A “little sun”, this is how we see each Calendula flower and is one of our favourite flowers. It has been used medicinally for centuries to heal wounds, burns and rashes, internally and externally. The flowers have also been used traditionally to support the immune system and lift the spirits. We, personally love to add the petals to our dishes to add some color.
You can use your dry flowers in making tea, tincture, or infused oil. We love making our own Calendula oil with the dried flowers, perfect against insect bites, small cuts and burns.
The dried whole flowers of Calendula can be added to soups and stews in the winter as an immune tonic.
Potentially rare allergic reaction with individuals sensitive to the Asteraceae family (such as feverfew, chamomile, or Echinacea species) should exercise caution with calendula.
Do not use if pregnant.
How to make Calendula Tea
Calendula is one of our favored personal wintertime teas, due to its uplifting effect. Calendula may be called upon for grief and sadness along with other cheering flowers such as rose and lavender.
Place around 1 to 2 tablespoons of dried calendula flowers in a heat proof mug and pour around 1 cup (8 oz/240 ml) simmering hot water over them.

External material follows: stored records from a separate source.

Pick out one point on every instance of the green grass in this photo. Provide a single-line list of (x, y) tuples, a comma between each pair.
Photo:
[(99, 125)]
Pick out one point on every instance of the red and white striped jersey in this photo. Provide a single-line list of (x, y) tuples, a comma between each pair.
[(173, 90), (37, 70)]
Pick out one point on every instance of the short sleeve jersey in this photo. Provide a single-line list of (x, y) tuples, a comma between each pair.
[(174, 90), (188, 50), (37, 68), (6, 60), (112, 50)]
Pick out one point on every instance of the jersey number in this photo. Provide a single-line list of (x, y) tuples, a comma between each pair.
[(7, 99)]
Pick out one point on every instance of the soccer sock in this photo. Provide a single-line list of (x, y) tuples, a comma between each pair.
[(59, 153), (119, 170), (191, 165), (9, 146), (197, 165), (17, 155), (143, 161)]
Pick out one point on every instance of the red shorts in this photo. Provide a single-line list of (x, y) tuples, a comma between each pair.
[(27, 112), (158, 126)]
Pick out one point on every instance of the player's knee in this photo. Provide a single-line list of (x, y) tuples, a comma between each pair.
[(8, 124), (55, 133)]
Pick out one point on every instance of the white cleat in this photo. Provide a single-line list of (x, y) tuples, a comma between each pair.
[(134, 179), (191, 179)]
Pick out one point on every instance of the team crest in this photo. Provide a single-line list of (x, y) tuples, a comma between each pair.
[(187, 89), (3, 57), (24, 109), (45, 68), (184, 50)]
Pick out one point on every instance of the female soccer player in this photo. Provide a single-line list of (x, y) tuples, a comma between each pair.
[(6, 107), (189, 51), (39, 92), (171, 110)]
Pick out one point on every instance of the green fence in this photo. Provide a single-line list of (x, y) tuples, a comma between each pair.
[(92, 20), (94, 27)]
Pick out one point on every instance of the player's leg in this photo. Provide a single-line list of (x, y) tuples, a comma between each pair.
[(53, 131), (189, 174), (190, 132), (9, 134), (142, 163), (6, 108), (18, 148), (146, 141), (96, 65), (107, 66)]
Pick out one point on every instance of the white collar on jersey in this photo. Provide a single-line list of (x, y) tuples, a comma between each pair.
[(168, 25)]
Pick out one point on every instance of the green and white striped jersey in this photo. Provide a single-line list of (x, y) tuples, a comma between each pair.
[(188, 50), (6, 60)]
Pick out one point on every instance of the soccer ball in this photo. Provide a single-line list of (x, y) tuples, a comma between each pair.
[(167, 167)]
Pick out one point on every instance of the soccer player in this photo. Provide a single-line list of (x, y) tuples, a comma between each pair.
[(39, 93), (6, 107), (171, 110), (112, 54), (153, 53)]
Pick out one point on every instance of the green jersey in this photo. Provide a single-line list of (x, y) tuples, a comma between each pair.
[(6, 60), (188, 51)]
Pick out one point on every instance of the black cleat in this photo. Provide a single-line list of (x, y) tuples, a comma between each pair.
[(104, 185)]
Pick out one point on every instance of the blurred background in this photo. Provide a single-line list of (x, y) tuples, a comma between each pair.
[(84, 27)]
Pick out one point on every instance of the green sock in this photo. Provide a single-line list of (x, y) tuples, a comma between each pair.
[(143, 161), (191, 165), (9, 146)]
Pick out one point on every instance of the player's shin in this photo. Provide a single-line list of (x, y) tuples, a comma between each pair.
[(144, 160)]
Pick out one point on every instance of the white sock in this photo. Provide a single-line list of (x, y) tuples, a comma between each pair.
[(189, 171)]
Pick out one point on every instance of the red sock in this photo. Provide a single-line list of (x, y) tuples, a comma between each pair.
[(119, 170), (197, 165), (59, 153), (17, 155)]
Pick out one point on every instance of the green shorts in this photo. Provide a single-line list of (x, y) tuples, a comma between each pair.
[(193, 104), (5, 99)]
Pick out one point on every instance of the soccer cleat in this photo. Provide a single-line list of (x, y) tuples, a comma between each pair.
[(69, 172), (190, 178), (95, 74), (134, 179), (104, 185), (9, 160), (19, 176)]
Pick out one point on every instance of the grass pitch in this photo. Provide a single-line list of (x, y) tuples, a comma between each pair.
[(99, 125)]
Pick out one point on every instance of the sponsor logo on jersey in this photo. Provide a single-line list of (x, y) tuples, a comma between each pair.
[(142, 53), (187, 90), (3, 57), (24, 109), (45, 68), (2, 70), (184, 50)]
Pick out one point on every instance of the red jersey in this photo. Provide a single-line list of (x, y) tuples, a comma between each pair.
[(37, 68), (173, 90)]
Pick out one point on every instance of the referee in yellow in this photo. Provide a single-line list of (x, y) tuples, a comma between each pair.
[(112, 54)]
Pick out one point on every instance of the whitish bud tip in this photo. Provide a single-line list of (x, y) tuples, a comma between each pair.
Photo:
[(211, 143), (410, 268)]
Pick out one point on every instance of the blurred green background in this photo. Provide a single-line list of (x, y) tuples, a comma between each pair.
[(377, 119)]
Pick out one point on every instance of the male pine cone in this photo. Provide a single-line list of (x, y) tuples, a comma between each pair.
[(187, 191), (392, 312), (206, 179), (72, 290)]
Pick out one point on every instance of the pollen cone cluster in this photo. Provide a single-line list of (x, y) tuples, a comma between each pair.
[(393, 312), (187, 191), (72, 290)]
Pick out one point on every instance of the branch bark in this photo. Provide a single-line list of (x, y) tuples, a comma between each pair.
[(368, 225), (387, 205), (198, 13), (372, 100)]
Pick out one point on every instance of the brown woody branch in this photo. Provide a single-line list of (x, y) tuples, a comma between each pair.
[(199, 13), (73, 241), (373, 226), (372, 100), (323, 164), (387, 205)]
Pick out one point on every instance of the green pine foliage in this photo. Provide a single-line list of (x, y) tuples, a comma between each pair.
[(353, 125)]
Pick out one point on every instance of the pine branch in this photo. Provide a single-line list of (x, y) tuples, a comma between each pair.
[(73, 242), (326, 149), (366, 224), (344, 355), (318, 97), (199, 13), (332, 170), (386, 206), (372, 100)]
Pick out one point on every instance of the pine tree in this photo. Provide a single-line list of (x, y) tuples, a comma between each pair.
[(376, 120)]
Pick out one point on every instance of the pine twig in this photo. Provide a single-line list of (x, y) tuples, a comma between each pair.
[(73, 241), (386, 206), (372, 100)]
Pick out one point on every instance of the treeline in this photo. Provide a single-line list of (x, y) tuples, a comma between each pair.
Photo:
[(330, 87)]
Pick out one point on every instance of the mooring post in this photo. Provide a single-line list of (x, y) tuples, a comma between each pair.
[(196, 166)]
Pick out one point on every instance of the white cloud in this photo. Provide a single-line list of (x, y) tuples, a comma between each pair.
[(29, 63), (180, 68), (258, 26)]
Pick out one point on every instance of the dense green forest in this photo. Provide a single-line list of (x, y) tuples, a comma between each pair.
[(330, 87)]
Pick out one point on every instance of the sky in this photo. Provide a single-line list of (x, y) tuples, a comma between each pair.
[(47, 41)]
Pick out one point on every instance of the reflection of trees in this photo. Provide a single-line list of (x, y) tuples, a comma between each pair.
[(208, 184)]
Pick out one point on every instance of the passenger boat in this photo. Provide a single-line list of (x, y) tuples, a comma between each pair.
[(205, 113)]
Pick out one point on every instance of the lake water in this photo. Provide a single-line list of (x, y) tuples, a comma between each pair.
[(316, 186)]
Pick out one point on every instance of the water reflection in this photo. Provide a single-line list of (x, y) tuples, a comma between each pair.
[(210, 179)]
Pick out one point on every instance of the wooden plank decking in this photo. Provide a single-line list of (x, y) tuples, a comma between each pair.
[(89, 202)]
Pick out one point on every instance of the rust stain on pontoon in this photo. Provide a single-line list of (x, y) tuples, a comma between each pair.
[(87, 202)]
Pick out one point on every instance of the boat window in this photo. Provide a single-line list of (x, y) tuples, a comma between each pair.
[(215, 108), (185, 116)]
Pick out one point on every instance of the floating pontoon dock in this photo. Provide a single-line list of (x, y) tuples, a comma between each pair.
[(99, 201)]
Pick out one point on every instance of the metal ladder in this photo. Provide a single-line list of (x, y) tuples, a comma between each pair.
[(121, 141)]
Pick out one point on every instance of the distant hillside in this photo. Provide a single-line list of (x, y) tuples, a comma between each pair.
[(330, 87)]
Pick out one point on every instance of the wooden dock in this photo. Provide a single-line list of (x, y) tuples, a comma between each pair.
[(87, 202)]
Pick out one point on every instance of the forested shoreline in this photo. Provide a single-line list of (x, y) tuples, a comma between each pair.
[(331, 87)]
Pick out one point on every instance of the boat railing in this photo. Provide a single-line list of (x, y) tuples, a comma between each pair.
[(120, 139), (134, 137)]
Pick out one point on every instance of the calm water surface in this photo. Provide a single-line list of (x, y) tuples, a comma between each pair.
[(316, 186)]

Cover with a saucer and let steep for around 15 to 20 minutes. Done!
Here are some more useful things you can do with Calendula Tea
After your tea has been made, cooled and strained,
Use it as a gargle for sore throat.
Use it as a mouth rinse to help relieve blisters, inflamed gums or thrush.
Dip small cloths or clean rags into the tea and apply as a compress to scraped, itchy, scratched or otherwise inflamed skin conditions.
Use with homemade baby wipes to help alleviate diaper rash.
Strain through a coffee filter and use as an eye rinse for itchy eyes due to allergies, dryness and viral pink-eye.
Wash your face with calendula tea nightly, if prone to acne and breakouts.
Pour some in a foot bath, for fungal conditions such as athlete’s foot.
Add some to your regular bath to help soothe and heal inflamed skin or rashes.
Use as a hair rinse, after shampooing, to alleviate itchy scalp conditions.
Pour into a small spray bottle to make a disinfecting wound spray.
Make Calendula Ice. (Freeze tea in ice cube trays. Once frozen, remove from tray and store in single layers in labeled freezer bags. Rub a cube over rashes, scrapes, or other general “bumps” as needed.)
Calendula tea can safely be used on most non-pregnant animals including: dogs, cats, horses, cows, rabbits, goats, chickens and ducks. It can be used as a soothing rinse for flea bites, eczema, scratches, scrapes, itchy coats or to help cleanse and heal minor wounds.
For dogs prone to hot spots or other raw areas, calendula tea can be gently dabbed or spritzed on the area.
* The information contained here are for educational purposes only.
The traditional uses of specific plants as recorded through history, are merely recounted here. Always seek advice from a medical practitioner.